ParGo tackles the challenge of aligning vision and language in Multimodal Large Language Models by introducing a Partial-Global projector that blends partial and global image views within a fixed visual token budget. The architecture includes a Partial-Global Perception block and a Cascaded Partial Perception block to capture both holistic context and inter-part relations, trained with a novel ParGoCap-1M-PT dataset of detail-captioned images. Empirical results on four MLLM benchmarks show that ParGo substantially outperforms linear and attention-based projectors and achieves large gains in detail-perception tasks, including a notable 259.96-point improvement on MME over Q-Former. The work demonstrates strong generalization across LLMs and supports the importance of detail-rich training data, offering a practical path to more nuanced multimodal understanding in real-world systems.

Abstract

This work presents ParGo, a novel Partial-Global projector designed to connect the vision and language modalities for Multimodal Large Language Models (MLLMs). Unlike previous works that rely on global attention-based projectors, our ParGo bridges the representation gap between the separately pre-trained vision encoders and the LLMs by integrating global and partial views, which alleviates the overemphasis on prominent regions. To facilitate the effective training of ParGo, we collect a large-scale detail-captioned image-text dataset named ParGoCap-1M-PT, consisting of 1 million images paired with high-quality captions.
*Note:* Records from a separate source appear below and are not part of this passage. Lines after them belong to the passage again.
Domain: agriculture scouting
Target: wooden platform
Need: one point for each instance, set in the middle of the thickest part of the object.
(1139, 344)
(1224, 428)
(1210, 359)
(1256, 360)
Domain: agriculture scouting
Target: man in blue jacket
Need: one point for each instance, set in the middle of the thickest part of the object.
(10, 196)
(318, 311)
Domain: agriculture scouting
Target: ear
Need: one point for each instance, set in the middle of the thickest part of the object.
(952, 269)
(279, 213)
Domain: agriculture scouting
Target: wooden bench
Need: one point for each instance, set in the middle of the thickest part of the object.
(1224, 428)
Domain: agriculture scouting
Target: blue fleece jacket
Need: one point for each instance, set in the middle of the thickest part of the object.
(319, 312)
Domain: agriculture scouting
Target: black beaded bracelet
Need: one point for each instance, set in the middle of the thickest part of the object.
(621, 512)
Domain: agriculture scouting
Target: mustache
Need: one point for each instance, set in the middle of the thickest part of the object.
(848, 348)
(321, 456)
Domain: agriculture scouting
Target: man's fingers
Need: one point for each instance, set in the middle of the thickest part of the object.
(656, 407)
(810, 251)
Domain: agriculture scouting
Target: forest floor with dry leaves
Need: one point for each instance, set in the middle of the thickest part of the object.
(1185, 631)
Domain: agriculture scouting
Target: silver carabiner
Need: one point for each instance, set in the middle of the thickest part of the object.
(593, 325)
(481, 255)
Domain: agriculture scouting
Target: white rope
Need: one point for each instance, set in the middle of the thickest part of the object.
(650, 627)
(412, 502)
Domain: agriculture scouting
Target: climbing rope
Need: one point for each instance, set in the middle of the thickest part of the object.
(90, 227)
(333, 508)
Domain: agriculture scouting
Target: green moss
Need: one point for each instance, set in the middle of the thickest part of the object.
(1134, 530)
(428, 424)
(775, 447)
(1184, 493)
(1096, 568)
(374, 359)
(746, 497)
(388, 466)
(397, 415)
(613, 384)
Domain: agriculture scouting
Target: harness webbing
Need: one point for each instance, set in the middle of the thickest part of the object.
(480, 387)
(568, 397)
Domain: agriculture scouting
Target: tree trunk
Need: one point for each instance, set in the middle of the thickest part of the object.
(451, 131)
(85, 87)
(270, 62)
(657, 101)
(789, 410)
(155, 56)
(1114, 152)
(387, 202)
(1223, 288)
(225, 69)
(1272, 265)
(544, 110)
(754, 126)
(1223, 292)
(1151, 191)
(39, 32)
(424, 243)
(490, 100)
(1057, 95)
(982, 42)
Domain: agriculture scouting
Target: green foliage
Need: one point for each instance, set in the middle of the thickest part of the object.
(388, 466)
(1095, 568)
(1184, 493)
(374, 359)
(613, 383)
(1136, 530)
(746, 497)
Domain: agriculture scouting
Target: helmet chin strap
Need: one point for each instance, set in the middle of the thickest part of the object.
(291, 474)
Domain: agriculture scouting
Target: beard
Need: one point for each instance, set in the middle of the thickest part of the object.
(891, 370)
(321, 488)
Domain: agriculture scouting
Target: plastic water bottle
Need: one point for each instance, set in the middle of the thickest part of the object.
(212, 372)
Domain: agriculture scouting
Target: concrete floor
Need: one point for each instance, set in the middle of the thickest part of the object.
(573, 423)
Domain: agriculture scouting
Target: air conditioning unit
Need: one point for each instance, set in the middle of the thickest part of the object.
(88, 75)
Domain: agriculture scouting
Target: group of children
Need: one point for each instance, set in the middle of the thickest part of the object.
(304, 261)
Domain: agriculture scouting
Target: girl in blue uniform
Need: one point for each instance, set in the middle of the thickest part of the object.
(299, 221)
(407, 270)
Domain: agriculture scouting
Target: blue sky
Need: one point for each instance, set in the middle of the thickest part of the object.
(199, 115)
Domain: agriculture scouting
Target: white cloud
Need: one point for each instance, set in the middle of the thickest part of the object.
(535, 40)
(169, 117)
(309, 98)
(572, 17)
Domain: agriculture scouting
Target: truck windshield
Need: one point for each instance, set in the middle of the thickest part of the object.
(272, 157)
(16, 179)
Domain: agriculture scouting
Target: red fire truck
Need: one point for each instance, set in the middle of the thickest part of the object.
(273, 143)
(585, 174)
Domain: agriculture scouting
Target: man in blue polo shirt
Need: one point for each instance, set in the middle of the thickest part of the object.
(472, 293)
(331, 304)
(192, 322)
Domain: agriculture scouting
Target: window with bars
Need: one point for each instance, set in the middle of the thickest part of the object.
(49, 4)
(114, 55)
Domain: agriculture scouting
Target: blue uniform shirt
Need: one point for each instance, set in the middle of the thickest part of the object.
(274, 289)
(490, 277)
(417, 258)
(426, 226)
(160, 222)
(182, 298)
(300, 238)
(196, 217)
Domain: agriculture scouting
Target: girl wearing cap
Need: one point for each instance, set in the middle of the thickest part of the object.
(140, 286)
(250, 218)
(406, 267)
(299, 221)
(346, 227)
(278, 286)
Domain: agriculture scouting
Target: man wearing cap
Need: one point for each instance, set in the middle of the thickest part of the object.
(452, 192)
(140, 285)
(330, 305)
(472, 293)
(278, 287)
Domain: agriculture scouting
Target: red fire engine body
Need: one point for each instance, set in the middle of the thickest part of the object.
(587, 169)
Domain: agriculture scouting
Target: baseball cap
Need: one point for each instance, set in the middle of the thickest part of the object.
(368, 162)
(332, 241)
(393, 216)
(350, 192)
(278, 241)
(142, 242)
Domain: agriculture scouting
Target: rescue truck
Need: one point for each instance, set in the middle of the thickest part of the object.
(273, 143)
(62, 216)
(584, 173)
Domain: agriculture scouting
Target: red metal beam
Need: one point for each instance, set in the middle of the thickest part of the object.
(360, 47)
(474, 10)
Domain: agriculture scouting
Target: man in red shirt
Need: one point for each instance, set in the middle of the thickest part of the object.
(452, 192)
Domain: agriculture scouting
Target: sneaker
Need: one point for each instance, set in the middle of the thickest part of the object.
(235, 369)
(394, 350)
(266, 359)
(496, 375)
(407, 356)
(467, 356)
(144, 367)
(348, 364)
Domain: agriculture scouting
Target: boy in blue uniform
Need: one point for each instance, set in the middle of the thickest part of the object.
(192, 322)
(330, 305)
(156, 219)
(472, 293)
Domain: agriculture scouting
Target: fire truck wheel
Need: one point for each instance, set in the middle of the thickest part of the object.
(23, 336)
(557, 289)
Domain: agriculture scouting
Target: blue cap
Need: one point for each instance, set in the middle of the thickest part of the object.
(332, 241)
Extensive experiments on several MLLM benchmarks demonstrate the effectiveness of our ParGo, highlighting its superiority in aligning vision and language modalities. Compared to conventional Q-Former projector, our ParGo achieves an improvement of 259.96 in MME benchmark. Furthermore, our experiments reveal that ParGo significantly outperforms other projectors, particularly in tasks that emphasize detail perception ability.
Paper Structure (31 sections, 2 equations, 3 figures, 8 tables)

This paper contains 31 sections, 2 equations, 3 figures, 8 tables.

Figures (3)

  • Figure 1: Illustration of the global and partial information. An image can be properly described by the two kinds of information. Globally, this image shows a landscape of an ancient stone fortress. Delve into the partial information, two individuals stand atop the fortress, the wooden gate at the bottom of the fortress is partially open, and so forth.
  • Figure 2: (a). The pipeline of a MLLM with our proposed ParGo as the vision-language projector. First of all, we use a frozen image encoder to extract image features. To better align the pre-trained visual encoder with the LLM, we propose a Partial-Global projector to project the image features using two kinds of tokens i.e., partial and global tokens. Finally, the output partial and global visual tokens, as well as the tokenized text, are fed into the LLM to generate the text output in an auto-regressive manner. Specifically, each Partial-Global projector layer contains a Partial-Global Perception block that utilizes two kinds of tokens to extract the image features. Additionally, to fully consider the relation between different partial regions in an image, a cascaded partial perception block is incorporated to enable interactions between partial tokens in a cascaded manner. (b). A Demonstration of the Partial-Global and the Cascaded Partial Attention mask. It's worth noting that the Partial-Global Attention mask remains the same in different layers, while the Cascaded Partial Attention mask changes across various layers.
  • Figure 3: Case study on the proposed Partial-Global projector (ParGo). In this figure, we select 6 examples to illustrate the superiority of our proposed ParGo in aligning vision and language modalities.